I fail at being human #45: watching horror movies.

Nov 21, 2010 03:49

Somewhere in the long list of things I'm deeply ambivalent about is how fear doesn't feel like it used to. I remember being afraid as having a physical component that it just doesn't now, and I don't know when that changed. I have memories of fear being consuming, blocking out every other kind of thought. That was annoying, and I'm glad it didn't stay that way, but it would be nice if I had a choice about whether or not to feel fear, since I would sometime do so just to keep in contact with it. I like variety, and I need to understand.

I'm sorry that makes it hard for me to not fidget and ask questions during horror films, even knowing that it's annoying to you. I wish I could experience the things you enjoy from a place where I derived something from them, and I would if I could. But I have all this distance; at all times there's a counterweight of backlogged emotions and I don't know how to keep that separate from the rest of what I do.

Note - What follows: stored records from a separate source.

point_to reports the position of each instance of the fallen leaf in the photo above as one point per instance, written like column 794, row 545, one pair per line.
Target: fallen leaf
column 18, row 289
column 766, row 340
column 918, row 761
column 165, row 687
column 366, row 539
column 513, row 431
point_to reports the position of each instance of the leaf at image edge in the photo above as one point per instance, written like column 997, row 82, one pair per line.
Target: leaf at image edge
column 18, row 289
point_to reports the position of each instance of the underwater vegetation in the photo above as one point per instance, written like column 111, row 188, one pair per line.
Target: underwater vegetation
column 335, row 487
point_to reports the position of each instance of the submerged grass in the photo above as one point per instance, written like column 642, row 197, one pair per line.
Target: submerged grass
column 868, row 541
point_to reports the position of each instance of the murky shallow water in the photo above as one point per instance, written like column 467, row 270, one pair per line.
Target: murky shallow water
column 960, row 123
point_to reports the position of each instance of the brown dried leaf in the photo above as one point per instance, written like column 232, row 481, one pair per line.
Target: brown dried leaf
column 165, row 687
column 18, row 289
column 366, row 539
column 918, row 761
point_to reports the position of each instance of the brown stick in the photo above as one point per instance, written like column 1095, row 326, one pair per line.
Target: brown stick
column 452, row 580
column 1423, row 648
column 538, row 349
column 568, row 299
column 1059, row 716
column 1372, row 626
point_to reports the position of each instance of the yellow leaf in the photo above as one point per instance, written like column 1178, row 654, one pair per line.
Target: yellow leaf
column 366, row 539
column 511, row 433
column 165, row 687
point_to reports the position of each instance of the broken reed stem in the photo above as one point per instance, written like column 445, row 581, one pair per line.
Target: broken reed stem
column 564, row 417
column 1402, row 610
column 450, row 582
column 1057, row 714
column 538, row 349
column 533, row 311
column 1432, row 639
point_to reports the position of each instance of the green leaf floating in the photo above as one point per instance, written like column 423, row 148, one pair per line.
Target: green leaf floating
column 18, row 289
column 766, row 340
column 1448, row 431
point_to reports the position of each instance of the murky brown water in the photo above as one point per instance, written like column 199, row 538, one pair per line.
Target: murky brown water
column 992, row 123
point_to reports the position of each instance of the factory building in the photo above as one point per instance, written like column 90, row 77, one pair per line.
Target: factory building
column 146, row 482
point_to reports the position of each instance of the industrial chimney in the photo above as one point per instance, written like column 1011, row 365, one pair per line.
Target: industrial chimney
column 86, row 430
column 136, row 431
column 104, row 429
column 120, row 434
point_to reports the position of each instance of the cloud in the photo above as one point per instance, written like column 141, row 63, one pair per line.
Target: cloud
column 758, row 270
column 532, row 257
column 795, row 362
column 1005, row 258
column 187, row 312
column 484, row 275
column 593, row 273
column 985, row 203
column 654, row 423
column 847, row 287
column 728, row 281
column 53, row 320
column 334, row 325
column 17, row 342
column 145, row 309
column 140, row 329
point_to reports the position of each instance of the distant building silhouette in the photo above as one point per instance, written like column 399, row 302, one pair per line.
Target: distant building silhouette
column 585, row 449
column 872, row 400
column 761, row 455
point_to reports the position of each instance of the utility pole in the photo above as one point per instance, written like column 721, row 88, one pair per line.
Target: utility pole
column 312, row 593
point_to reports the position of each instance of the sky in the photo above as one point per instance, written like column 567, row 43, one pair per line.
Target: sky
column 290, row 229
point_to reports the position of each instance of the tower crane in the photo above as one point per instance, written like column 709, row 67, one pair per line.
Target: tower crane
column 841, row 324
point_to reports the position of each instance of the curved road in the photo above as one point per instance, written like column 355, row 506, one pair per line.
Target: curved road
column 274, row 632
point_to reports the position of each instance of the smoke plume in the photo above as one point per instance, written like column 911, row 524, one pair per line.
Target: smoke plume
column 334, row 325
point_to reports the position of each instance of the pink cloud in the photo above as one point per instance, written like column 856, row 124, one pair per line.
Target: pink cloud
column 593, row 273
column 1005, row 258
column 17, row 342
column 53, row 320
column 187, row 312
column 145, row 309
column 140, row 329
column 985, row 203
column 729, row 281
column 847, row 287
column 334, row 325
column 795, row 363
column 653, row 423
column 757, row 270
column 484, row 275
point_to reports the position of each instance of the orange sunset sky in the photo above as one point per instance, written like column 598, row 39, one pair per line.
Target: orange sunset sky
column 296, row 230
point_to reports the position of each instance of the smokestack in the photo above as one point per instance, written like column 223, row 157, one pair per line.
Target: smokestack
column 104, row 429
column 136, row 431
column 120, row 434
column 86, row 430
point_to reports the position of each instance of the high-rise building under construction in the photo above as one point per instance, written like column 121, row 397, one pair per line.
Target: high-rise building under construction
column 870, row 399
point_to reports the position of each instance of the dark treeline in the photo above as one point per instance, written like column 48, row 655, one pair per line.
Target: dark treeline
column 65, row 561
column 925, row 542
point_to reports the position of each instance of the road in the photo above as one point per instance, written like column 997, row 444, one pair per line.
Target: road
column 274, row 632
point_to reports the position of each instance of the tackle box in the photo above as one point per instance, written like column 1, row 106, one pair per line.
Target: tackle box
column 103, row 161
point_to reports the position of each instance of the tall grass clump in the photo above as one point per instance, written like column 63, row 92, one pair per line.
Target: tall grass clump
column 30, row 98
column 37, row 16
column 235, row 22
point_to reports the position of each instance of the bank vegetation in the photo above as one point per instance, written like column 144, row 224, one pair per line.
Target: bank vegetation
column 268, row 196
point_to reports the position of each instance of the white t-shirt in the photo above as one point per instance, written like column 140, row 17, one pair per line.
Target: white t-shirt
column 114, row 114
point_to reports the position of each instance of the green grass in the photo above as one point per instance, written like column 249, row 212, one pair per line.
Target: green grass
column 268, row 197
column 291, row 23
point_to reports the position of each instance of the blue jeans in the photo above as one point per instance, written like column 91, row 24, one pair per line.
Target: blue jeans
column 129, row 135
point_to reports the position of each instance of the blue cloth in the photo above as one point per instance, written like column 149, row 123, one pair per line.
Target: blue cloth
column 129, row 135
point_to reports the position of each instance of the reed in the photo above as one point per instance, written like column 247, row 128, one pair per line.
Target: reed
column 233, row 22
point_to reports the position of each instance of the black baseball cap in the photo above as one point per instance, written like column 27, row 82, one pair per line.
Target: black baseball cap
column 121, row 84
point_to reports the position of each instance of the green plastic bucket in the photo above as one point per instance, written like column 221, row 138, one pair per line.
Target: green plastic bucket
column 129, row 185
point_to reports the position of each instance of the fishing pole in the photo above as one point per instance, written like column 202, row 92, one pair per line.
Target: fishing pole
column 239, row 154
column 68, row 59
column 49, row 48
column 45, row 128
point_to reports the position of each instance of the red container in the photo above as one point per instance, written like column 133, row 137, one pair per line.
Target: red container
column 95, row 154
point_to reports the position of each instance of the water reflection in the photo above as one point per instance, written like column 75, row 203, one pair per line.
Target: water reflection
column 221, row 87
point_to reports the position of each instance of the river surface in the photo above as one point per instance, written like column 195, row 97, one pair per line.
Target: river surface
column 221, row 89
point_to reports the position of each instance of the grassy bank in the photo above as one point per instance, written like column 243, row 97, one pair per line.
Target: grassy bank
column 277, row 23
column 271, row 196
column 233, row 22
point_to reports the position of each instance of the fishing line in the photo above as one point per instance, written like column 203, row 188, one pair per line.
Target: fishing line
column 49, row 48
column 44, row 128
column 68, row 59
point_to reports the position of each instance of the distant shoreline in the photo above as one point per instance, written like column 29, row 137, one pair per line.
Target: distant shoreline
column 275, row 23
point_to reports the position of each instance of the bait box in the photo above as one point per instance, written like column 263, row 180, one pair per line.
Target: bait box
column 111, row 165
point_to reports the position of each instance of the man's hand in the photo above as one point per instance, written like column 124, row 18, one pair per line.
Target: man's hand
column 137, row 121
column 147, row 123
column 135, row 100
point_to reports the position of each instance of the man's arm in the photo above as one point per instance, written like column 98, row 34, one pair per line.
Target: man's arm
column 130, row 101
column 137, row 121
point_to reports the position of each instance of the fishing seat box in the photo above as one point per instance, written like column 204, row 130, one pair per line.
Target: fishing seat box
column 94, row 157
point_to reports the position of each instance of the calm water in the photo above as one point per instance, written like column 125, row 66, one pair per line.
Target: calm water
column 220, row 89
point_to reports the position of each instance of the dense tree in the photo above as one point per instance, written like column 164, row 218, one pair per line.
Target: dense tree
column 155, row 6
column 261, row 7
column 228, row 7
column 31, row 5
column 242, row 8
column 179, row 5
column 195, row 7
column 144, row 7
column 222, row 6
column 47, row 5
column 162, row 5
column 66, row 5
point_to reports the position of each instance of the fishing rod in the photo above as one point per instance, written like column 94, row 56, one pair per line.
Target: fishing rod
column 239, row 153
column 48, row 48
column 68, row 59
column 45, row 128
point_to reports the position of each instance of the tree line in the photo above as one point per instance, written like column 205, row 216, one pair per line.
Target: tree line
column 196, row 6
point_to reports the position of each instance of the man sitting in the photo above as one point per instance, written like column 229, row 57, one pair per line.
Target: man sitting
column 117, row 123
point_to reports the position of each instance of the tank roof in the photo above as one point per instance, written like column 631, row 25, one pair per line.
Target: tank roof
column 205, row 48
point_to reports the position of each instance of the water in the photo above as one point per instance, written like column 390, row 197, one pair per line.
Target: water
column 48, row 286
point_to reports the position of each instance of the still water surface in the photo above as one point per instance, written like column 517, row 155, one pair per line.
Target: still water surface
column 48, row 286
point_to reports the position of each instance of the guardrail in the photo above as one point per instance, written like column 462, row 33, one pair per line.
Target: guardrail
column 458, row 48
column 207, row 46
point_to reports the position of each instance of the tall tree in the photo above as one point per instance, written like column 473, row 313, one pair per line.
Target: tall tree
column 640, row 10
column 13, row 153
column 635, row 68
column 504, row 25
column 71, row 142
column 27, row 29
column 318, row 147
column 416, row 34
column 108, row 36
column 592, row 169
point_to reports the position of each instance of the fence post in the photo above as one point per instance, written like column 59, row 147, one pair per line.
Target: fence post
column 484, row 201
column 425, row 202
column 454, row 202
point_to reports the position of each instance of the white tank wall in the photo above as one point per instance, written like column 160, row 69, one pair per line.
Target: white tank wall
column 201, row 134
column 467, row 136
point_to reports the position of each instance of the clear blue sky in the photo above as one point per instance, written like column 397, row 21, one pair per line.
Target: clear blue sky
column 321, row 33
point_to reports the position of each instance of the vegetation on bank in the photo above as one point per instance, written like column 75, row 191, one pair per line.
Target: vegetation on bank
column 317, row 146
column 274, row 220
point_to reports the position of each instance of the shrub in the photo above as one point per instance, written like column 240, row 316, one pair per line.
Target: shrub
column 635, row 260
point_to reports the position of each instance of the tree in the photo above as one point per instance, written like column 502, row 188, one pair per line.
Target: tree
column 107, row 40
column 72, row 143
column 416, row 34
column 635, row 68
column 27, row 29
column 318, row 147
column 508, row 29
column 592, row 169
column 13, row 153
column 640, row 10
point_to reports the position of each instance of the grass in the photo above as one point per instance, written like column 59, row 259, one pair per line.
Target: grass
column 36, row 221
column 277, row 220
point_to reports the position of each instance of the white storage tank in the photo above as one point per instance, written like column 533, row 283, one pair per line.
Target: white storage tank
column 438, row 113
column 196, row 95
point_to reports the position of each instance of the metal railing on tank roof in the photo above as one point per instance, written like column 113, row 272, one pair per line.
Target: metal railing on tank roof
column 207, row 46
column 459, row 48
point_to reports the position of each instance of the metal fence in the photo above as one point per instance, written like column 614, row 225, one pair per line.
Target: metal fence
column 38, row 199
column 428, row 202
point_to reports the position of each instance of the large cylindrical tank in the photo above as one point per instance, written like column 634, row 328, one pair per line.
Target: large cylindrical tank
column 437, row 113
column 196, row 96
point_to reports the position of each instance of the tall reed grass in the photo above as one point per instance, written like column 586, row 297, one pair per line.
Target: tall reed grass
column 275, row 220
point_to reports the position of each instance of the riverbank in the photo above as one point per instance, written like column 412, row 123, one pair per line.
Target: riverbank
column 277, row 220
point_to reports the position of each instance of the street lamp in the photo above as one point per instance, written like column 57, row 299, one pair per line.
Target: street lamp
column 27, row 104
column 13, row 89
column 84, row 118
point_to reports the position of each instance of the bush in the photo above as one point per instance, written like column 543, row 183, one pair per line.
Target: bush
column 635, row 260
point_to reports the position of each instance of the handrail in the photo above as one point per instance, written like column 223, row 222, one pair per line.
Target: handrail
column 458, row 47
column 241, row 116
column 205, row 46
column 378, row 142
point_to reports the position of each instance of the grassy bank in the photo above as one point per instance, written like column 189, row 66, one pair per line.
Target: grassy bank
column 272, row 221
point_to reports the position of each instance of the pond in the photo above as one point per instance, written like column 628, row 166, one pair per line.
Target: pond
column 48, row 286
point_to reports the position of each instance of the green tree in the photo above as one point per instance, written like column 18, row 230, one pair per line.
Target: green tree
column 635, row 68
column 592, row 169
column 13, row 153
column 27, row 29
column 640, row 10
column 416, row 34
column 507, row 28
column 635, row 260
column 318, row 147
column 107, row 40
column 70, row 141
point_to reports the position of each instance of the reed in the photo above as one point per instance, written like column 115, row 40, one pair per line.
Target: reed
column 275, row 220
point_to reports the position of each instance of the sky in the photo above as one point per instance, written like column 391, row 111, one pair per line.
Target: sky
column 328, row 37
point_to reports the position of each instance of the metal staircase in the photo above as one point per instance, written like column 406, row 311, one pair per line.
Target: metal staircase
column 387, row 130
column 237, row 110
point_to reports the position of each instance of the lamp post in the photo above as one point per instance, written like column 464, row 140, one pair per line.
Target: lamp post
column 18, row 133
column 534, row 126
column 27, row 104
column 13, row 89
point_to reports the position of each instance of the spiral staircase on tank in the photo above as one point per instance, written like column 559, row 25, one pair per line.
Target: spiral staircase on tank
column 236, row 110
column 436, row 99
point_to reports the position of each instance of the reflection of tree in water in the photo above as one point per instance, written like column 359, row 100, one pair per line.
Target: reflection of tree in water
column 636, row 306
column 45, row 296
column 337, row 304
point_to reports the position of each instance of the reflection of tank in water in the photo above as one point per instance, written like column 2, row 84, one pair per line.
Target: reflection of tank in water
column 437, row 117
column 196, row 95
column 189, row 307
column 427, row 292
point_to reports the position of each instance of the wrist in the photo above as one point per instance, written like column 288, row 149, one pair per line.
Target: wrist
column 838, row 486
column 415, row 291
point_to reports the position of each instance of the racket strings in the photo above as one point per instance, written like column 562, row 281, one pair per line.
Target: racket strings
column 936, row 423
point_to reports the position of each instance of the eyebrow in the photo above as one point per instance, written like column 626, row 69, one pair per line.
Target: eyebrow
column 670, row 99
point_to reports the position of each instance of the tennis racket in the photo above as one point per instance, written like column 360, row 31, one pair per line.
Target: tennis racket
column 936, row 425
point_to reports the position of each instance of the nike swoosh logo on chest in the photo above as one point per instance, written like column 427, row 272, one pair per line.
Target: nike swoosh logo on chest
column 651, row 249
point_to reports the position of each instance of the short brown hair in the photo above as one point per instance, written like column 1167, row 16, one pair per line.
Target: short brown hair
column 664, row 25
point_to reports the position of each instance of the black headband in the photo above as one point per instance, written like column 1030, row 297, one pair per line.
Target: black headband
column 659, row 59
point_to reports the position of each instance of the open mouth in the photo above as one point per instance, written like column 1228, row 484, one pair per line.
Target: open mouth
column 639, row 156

The only ways I know of to turn off the parts of my brain that point out inconsistencies are dancing, sex, sleep, really well written books and some rare pieces of music and art. And those experiences turn everything off. They're not reflective. If it were as easy to get that empty feeling as watching a horror movie, I would do that ALL THE TIME, but it doesn't work. I don't work that way. I've tried to acquire tastes for things and sometimes it works, but this time it didn't and you get to be disappointed that I don't enjoy something you love, and I get to feel like an outsider again.

I'm tired of that feeling. Exclusion is painful and after a while pain is boring.